Unwrap the dough. It might feel a bit sticky, but do not add more flour. Dust your hands with flour and knead the dough for a minute or two.

Set the cylinders of your pasta roller at the largest opening. Roll out the dough on your work surface so that it is flat enough and the width will fit into the rollers of the pasta machine. Run it through the machine two or three times.

Close the opening on the rollers by one notch so that the opening is thinner. Repeat, continuing to roll a thinner dough as you close the cylinders of the pasta roller. Continue until you have the desired thickness. You now need to leave your pasta to dry for about 10 minutes. If your pasta begins to look dry at the edges, and have cracks, you have dried the dough for too long! (Consider the weather: humid day, dry day.)

Feed dough through the cutters to your desired shape. Fettuccine is a wide noodle, then linguine, then spaghetti; angel hair is the finest.

Cooking Instructions:

If you are going to eat the pasta right now, drop it into a big pot of boiling, salted water, give it a stir and boil for just a minute or two. Fresh pasta cooks very quickly! Really a minute or two at the most.

Drain (do not rinse) and serve with sauce.

If you are not going to cook your homemade pasta right away, be sure that you dust it with flour and “fluff” it up so that the noodles don’t stick to each other.

Fresh pasta is best eaten just after it’s been made, but will keep for a day or two in the refrigerator.


Ricotta Gnocchi
Recipe by Albert Capone, Capone Foods 


Makes 8 servings.

Ingredients
1 pound Caputo "00" pasta flour
1½ teaspoons salt
2 ounces unsalted butter, room temperature
1 pound fresh ricotta cheese
Water, if needed

Directions

In the bowl of a stand mixer, combine the flour and salt, then mix in the butter and ricotta cheese. Blend on low speed for 4-5 minutes or until a dough begins to form. Add water, 1 tablespoon at a time, if needed to make a moist dough.

Pour the dough out onto a floured surface and roll into logs, 1/2-inch thick. Cut the logs into 1/2- to 3/4-inch pieces, then roll each piece on the tines of the back of a fork with your thumb to create ridges on the gnocchi.

Place the finished gnocchi on trays, dust with flour and either cook right away or refrigerate or freeze.
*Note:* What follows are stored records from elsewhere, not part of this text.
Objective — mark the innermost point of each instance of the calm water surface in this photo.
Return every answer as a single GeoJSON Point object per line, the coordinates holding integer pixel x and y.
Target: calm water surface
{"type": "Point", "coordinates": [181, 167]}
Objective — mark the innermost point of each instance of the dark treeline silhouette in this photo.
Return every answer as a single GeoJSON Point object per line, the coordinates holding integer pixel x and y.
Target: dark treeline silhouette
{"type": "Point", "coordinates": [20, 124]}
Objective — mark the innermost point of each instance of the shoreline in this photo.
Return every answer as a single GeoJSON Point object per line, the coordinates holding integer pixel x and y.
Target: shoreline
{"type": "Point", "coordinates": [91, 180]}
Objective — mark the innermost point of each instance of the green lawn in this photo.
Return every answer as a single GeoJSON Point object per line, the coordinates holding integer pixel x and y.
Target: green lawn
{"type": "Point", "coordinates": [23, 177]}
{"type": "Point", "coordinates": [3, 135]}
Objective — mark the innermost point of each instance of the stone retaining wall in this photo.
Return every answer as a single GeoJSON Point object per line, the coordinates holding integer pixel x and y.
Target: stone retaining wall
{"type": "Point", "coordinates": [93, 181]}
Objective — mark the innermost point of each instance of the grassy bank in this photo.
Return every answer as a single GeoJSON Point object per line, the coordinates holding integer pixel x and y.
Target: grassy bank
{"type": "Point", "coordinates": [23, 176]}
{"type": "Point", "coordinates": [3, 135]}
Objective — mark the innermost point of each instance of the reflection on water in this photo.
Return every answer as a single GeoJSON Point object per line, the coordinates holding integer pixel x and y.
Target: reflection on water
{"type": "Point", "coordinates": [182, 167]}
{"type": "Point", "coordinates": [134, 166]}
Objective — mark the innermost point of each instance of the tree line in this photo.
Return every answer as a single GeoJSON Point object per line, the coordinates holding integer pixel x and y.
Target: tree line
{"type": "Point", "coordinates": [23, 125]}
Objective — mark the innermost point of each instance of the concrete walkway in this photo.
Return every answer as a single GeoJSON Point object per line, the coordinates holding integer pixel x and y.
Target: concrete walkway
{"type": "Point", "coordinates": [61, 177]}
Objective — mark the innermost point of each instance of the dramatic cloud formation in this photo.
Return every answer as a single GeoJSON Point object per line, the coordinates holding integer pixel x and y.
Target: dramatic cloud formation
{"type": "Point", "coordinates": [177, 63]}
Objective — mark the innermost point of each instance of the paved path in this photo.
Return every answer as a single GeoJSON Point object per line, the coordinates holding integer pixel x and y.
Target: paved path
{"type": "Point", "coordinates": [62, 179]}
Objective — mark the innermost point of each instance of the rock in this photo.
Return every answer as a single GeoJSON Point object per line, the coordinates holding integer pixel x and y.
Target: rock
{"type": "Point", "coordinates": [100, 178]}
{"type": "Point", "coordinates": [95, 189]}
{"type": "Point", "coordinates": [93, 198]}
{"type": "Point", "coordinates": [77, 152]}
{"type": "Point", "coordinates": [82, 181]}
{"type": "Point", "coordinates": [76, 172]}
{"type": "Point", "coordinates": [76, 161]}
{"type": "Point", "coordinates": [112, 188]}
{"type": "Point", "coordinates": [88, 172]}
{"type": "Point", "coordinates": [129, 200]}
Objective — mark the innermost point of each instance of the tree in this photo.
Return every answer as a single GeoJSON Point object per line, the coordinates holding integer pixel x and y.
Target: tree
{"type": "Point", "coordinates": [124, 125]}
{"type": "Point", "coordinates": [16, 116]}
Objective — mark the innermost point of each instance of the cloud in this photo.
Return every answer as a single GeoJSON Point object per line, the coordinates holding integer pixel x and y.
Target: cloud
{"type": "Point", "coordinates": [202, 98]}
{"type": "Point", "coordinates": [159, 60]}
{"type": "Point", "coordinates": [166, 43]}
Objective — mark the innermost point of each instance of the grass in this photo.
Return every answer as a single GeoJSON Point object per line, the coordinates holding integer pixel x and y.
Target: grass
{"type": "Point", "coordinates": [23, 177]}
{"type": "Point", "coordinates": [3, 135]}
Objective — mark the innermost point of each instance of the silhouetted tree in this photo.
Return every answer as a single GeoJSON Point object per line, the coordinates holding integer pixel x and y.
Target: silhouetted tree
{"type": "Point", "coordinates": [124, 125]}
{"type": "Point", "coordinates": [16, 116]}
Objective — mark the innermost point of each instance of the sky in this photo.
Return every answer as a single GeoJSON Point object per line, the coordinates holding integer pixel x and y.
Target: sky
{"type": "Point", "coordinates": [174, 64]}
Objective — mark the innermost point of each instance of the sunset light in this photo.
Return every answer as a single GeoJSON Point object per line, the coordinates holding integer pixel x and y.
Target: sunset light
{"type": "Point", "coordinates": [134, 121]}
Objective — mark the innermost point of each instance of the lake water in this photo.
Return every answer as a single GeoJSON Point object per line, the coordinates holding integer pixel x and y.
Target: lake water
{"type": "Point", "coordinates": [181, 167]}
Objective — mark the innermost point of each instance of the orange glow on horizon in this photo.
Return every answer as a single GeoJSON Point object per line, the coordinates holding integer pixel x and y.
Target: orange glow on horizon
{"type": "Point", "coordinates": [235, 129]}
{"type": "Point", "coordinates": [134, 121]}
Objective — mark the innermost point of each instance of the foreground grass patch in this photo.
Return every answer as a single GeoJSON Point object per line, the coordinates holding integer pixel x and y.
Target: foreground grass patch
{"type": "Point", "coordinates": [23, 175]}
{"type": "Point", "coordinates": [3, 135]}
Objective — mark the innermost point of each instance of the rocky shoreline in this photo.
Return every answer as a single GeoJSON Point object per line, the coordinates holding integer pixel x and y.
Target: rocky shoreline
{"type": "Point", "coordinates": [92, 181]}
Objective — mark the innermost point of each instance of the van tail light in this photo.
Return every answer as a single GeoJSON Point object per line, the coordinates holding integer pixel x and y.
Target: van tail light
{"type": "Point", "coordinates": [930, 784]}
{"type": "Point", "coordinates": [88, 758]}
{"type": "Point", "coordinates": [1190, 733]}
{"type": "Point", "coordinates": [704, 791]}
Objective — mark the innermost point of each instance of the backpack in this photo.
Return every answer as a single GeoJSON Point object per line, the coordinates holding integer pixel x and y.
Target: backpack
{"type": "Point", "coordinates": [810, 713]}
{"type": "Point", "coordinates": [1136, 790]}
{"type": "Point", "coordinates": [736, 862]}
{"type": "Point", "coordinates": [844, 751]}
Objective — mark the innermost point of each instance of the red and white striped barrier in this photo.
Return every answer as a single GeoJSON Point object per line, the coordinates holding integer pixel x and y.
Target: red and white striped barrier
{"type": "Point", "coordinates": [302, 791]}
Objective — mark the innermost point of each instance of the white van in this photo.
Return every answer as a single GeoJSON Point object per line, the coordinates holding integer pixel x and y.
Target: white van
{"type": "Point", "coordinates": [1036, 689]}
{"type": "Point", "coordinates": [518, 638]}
When ready to cook, drop gnocchi into boiling salted water and cook 2-3 minutes, or until they all float to the surface. Drain, shaking to remove all residual water, and toss with butter or sauce.


Spring Leek Ravioli
Jason Martin and Dave Jick, Dave’s Fresh Pasta
 

Ingredients
2 leeks, trimmed, rinsed well, and finely chopped
Extra virgin olive oil
¼ cup fresh mint, finely chopped
¼ cup scallion, finely chopped
2 tablespoons parsley, finely chopped
1 clove garlic, minced
1 pound fresh ricotta, as firm as possible (drain in cheesecloth if necessary)
1 pound mascarpone cheese
Kosher salt, to taste
Freshly ground black pepper, to taste
1 recipe pasta dough, not yet rolled out (see above for pasta dough recipe)
1 egg, beaten with a little water

Directions

Sauté the leeks in 2 tablespoons olive oil until slightly caramelized. Mix with the remaining ingredients and allow to cool completely.

Roll the dough to the second-thinnest setting on the pasta machine. Cut the pasta sheet into 2”x2” squares.

Add 1 tablespoon of cooled filling to the middle of each square. Lightly brush half of the perimeter of each square with egg wash.

One square at a time, fold in half and begin to pinch the sides closed, making sure to avoid air bubbles and leaving one end open in order to extract air.

When all the air is pushed out of the middle, seal each final side. At this point you can trim any excess pasta from the sides of the ravioli using a ravioli cutting tool or a pizza wheel.

Bring lots of salted water to a boil, shake off excess flour, drop ravioli into boiling water, stir so there is no sticking, and when the water returns to a boil, cook 5-7 minutes. Using a spider or slotted spoon, gently remove the ravioli and serve dressed with melted butter or sauce.